Walking through the narrow streets of the old town of Nafplion, I realized that there are a lot of stores and workshops dedicated to Komboloi, that sort of rosary that you see very often in the hands of Greek men. So when I found myself passing in front of the ‘Museum of the Komboloi’, I could not resist the temptation and I had to get in and have a look around…
So I discovered that despite living in Greece for almost 40 years, I knew little or nothing on the object that perhaps best characterizes the figure of Greek man, the Zorbas’ style kind of Greek man!
Let’s start from the fact that although being inspired by the Muslim rosary (Tasbih), the Komboloi have not and never had any connection with religion. Its sole function is that of a pastime and breakout toy. The Orthodox have their own version of the rosary for prayer (Komboskini), but it has nothing to do with the Komboloiwhich does not have a fixed number of pearls and can be made of very different materials. The most valuable are made of amber, but often wood, ivory, crystal, coral, semi-precious stones, synthetic resins or even olive pits are used.
Another interesting fact is that the Komboloi is not tied to Nafplion by special roots. It was the founder of this museum to open the first shop and museum in the city in 1998, thus beginning the tradition.

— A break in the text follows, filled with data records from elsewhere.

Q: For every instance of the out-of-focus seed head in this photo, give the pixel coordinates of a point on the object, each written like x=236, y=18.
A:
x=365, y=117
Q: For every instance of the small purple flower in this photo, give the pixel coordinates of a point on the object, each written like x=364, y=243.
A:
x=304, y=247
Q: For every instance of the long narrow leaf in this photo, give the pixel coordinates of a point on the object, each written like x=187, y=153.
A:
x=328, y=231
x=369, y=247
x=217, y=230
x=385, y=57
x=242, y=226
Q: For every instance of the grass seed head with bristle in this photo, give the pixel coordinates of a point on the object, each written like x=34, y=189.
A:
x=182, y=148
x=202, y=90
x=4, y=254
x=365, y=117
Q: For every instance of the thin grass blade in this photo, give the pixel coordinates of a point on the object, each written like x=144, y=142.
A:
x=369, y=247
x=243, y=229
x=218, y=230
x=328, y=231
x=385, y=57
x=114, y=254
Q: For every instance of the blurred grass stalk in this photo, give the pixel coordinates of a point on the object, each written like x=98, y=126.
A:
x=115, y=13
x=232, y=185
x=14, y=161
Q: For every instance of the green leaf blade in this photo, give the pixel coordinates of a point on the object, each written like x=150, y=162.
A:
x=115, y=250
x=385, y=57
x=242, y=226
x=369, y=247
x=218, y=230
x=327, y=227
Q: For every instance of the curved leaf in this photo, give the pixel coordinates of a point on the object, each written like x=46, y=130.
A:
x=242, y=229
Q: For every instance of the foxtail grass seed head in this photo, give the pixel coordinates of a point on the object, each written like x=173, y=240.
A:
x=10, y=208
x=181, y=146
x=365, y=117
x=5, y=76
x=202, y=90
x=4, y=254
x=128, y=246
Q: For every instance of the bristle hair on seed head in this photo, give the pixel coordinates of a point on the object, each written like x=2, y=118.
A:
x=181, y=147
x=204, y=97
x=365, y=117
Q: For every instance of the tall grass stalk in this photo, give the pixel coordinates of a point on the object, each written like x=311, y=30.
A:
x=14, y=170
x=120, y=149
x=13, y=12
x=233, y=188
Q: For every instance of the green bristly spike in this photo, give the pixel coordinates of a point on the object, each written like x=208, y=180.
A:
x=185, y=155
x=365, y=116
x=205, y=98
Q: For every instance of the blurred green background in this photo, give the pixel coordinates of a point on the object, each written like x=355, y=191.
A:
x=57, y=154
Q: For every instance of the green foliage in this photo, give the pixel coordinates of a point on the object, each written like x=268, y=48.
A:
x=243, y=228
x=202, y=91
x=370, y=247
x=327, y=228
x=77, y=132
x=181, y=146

The entry to the museum, on the first floor of the store, costs 2 € and allows you to enjoy an interesting collection of rosaries from various religions dated 1550-1950. In the shop you can see instead (for free!) hundreds of different Komboloia, with prices starting from € 6 for those made of synthetic resin. Being an object held in the hand for hours it is essential to choose the material which, in contact with the skin gives you the best feeling.